Jason JunJason Jun

What should junior engineers learn now?

29 April 2026

Recently I've been thinking about what it means to become a junior software engineer now.

Not which language or framework to learn. How does someone actually become experienced when so much of the beginner work can now be done by AI?

From what I hear, getting a job as a junior engineer already looks hard. But even when someone gets one, I wonder what they are actually given. What kind of mistakes are they allowed to make? What guidance do they receive? What work is still left for learning?

When I was a junior engineer at Envato, one of my first tasks was a small change in the website footer. A perfect task for a junior.

I put up a small PR with the change. The lead engineer came back and suggested I look into the underlying design problem of the footer instead of just making the change on top of it. At the time I could not really see the problem. He asked me to have a chat and walked me through the team's engineering standards and design principles, then showed me how the footer did not fit them. Data was sitting inside the component, logic in the client forced the whole thing to render client-side, and display code was tangled with business logic.

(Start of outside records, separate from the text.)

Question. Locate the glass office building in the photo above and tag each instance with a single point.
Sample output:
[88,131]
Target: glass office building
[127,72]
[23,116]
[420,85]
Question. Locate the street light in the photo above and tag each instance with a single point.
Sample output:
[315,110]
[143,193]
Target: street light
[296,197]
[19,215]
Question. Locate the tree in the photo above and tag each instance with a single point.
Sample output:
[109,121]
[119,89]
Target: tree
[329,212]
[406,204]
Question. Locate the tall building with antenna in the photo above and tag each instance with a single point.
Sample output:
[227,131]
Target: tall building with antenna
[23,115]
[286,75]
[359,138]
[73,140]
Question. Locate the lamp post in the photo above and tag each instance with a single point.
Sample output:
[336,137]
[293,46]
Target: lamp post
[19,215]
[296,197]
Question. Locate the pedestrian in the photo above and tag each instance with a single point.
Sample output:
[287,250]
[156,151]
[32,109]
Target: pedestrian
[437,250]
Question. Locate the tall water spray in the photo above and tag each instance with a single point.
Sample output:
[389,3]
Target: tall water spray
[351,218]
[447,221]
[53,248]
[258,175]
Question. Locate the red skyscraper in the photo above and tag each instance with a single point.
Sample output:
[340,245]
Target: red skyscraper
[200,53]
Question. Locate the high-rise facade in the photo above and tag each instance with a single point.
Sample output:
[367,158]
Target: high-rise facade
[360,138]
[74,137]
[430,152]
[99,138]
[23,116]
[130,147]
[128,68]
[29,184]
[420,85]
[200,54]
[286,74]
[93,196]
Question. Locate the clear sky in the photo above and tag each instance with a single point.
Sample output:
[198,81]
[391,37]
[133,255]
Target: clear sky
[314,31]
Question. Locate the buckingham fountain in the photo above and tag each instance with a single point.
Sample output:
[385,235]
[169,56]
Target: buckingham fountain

So the task became a refactor.

I spent around two weeks on it. I paired with other engineers, got PR feedback, asked questions, and watched experienced engineers explain things. Along the way I learned about component structure, data flow, rendering, trade-offs, and how seniors actually look at a codebase. The task was valuable not because of the code I shipped, but because I was close to the thinking around the code. I got to see how seniors noticed problems, questioned design, and decided what was worth changing.

Today, that same refactor could probably be done by a senior engineer with AI in one shot. Why spend two weeks of junior time on it?

Companies used to turn low-risk work into training. Now the senior time spent coaching a junior through that kind of task can look like waste. That is where the learning path starts to break.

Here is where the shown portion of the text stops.